For dedicated chest imaging, Oldelft offers Digidelca-C. Another product, Digidelca-M, is targeted for tuberculosis screening and imaging of occupational lung disease. Both systems were demonstrated as works-in-progress at the 1997 Radiological Society of North America meeting.
Digidelca-C and Digidelca-M feature a 2K x 2K x 12-bit camera unit with a detector field size of 40 x 40 cm and a focal spot size of 1.3 mm. Digidelca-C yields 0.9-second exposure scan time, while Digidelca-M takes 1.2 seconds.
In addition to CCD-based technology, the Digidelca scanners employ slot scanning, a technique commonly used in mammography systems, said Hans Bossink, CEO of the company's Columbia, MD-based U.S. division. The slot scanning technique relies on a small fan-shaped beam, which leads to decreased image scatter, he said.
A key benefit of the Digidelca-C system is the company's Advanced Multiple Beam Equalization Radiology (AMBER) option, which enables the scanner to adjust the amount of x-rays for each thorax imaging location being scanned. The technique yields excellent image quality, as the optimal amount of radiation required to penetrate each specific imaging region is employed, Bossink said.
For connection to hospital networks, Digidelca-C can be equipped with an optional HIS/RIS interface provided by PACS firm Rogan Medical Systems. PACS connectivity is enabled via a DICOM 3.0 data export capability, according to the company. Digidelca-M is not typically hooked up to hospital networks.
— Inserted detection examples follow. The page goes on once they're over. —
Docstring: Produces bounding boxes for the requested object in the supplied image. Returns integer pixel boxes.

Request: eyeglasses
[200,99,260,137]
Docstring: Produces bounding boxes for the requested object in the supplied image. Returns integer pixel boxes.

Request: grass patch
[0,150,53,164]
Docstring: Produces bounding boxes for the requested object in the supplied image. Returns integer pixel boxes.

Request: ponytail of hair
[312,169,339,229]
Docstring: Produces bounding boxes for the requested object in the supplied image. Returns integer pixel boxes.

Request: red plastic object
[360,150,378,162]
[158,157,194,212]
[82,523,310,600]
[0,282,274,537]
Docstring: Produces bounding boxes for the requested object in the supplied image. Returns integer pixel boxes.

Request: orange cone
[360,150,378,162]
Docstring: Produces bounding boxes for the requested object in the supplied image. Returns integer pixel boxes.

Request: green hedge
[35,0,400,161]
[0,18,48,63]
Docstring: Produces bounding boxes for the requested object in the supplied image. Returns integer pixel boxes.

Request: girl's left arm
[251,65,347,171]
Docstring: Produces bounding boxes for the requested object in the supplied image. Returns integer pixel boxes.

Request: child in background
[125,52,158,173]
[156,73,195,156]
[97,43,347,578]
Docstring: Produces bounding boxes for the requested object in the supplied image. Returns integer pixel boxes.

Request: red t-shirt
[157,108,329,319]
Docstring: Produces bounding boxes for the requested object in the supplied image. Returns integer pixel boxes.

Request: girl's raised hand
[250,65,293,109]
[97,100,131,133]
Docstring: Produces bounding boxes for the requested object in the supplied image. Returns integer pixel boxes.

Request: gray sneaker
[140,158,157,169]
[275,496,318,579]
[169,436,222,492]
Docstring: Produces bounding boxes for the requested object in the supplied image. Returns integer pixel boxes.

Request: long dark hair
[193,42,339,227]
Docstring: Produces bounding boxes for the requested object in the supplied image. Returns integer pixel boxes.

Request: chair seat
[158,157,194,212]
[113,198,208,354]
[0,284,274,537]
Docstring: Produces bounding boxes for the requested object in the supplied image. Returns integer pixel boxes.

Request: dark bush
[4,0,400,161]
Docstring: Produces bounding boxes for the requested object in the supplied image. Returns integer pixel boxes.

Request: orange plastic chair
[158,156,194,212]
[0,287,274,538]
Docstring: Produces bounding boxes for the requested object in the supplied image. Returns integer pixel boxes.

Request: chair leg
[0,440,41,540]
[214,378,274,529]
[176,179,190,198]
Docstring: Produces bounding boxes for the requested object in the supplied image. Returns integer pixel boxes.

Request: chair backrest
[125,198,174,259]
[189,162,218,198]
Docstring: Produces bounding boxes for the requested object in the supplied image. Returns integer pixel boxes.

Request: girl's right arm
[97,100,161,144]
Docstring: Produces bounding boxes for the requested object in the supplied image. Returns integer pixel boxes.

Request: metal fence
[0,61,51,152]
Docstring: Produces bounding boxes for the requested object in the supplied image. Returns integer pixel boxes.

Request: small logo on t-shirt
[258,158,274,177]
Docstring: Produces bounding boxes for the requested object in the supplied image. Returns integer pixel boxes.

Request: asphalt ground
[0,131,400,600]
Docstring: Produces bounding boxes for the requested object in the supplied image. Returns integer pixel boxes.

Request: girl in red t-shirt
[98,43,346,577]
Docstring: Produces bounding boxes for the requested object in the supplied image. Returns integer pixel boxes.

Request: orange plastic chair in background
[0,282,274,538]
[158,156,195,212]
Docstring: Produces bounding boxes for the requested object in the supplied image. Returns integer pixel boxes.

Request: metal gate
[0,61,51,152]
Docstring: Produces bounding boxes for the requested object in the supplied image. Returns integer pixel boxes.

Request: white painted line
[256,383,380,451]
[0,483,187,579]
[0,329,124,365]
Oldelft initiated international sales of the units in January, and has installed fewer than 10 systems in countries such as Brazil, Bulgaria, Japan, and the Netherlands. U.S. sales will be conducted via a dealer network, and the company expects its first shipment to occur in September. A complete Digidelca-C or Digidelca-M system, including the operator workstation, generator, and x-ray components, will cost $200,000 to $300,000, depending on configuration.
In the U.S. digital chest radiography market, the Digidelca scanners will compete against traditional computed radiography products from vendors such as Fuji and Philips. In addition, the Digidelca line will go head-to-head with Imix, another CCD-based digital chest radiography system sold in the U.S. by Advanced Instrument Development (PNN 5/98). Flat-panel-based systems from Sterling Diagnostic Imaging and other companies also loom in this increasingly competitive imaging sector.